Python
Given its ease of use and adoption for data science applications, Python support is imperative to increase adoption of your IBM Cloud service. Supporting Python applications using Flask, Django, Jupyter, and functional programming paradigms introduces special considerations that need to be observed by your SDK.
Environment support
- Your Python SDK should be written to support all Python >=3.5 releases.
- Ensure your SDK is compatible with data science usecases, such as Jupyter Notebooks.
Publishing
All Python SDKs should be publicly available on an IBM GitHub organization. The releases of these SDKs should be published on PyPI.
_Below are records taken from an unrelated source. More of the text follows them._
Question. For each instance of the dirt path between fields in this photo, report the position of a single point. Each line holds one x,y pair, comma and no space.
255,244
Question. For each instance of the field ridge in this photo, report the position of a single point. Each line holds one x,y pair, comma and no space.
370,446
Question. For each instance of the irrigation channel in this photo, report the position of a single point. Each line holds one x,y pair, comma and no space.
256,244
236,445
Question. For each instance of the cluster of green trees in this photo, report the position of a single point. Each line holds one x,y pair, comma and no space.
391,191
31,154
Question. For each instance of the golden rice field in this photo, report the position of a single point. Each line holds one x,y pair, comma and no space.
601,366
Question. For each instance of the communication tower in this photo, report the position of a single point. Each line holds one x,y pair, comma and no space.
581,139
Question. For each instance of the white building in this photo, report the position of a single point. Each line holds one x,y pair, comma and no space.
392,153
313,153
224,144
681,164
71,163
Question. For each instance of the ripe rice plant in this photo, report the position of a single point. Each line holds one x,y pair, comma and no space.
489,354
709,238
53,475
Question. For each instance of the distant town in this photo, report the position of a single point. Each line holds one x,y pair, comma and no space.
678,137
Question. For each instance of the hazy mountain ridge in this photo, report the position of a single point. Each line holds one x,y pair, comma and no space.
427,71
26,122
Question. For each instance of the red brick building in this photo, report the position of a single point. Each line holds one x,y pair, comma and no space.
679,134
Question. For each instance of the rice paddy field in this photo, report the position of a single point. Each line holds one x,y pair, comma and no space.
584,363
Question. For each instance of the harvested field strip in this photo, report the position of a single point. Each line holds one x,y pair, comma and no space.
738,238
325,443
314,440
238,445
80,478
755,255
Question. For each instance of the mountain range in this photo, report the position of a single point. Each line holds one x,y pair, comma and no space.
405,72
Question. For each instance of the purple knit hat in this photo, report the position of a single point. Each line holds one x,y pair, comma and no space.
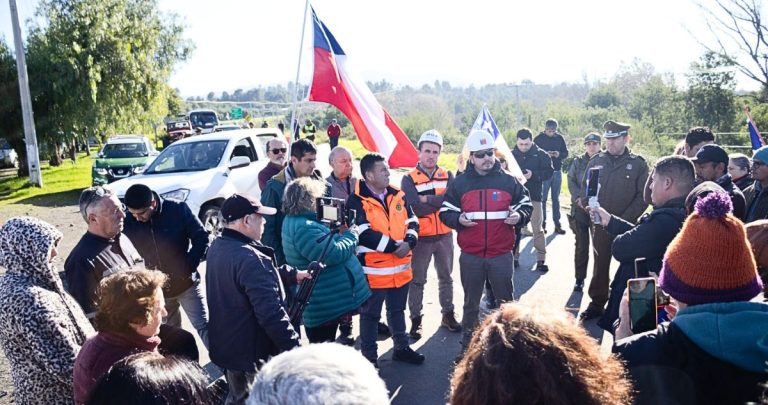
710,259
Your SDK should follow the semantic versioning best practices.
Community support
Allow your users to find answers to their questions. Users should be able to report problems on GitHub by raising issues on your SDK repository. Having a public Slack channel is a great way to engage with users who have questions specific to their use cases.
Style guidelines
You should follow the PEP8 style guide for Python, with a few modifications, like four spaces instead of tabs for indentation.
You should use the standard development tools for Python to check style and code coverage.
Docstrings
All non-trivial methods should have docstrings. Docstrings should follow the PEP257 guidelines. For more examples, see the Google style guide regarding docstrings.
Dependencies
Your Python SDK should use synchronous network calls, using a library like requests.
PyJWT is recommended for encoding and decoding JSON web tokens.
Your SDK should use logging to assist users with low-level debugging.
Standard features
Authentication
You are not required to use a particular library to provide the authentication for your service.
Your SDK must support all of the authentication methods for your service.
Configuration
In the interests of making your SDK easy to consume and cloud native, you should provide the ability to read in environment variables. Abstracting the application logic from the environment logic allows your users to focus on using your service capabilities their applications.
If you build this capability into your SDK, you must document this mechanism clearly with examples.
Using python-sdk-core
IBM python-sdk-core provides configuration and authentication support. You can use the existing functionality provided by this dependency in your SDK.
Documentation
Your SDK is not useful if your audience cannot understand how to consume it in order to do the basic operations for your service. Your SDK needs to contain the following resources to help your users:
README.md
- Contributor guidelines
- Code Samples
- Service documentation
Samples
For your Python SDK, you will want some simple code samples and explanations of what each does. Linking out to the API reference documentation for more advanced use is strongly encouraged.
At minimum, the samples should be included in the README.md
file. They should communicate how to install the library, and complete the basic operations provided by your API.
The samples should include simple installation and initialization instructions for the popular frameworks and data science tools. Additional examples should be available in an /examples
directory for more advanced operations which
can be copied and pasted in to user applications.